I want to check if a number x is an exponential power of another number, y. I understand mathematics: use logarithms.
However, when I did this approach in Python3, using log() function, I got weird results. I wanted to test whether 243 is a power of 3, which it is, my code returned False. My code is as follows:
power = log(n, 3)
if (int(power)) == power:
return True
I get 4.999999999999999 as the result in power. I read about the precision and other tactical details pertaining to floating points and logarithms in Python3 and I tried those solutions but none of them gave me the answer that I know is correct as far as basic maths is concerned.
I tried this:
from math import log
from decimal import Decimal, Context
class Power:
def power_func(self, n: int) -> bool:
if n == 0:
return False
ctx = Context(prec=20)
power = log(n, Decimal(3))
if (int(power)) == power:
return True
return False
I think I am missing some basics of Python here but not sure how to proceed further. I know other solutions to do the task but I wanted to achieve this using logarithms in Python3.

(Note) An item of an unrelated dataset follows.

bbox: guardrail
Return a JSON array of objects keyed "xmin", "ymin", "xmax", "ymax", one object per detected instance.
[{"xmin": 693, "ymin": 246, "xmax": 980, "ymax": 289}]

Don't use logarithms; they rely on real arithmetic to work correctly, which Python cannot do.
Instead, use repeated squaring to approach n from the base.
def is_power_of(n, b):
y = b
# Compute y = b**2, b**4, ..., b**2**i until y reaches or exceeds n
# i = 1
while y < n:
y = y * y
# i *= 2
# If we overshoot, divide by b until we either
# reach n or get a non-zero remainder
while y > n:
y, r = divmod(y, b)
# i -= 1
if r:
return False
else:
return y == n
Note that if the function returns true, i will be the value such that b**i == n.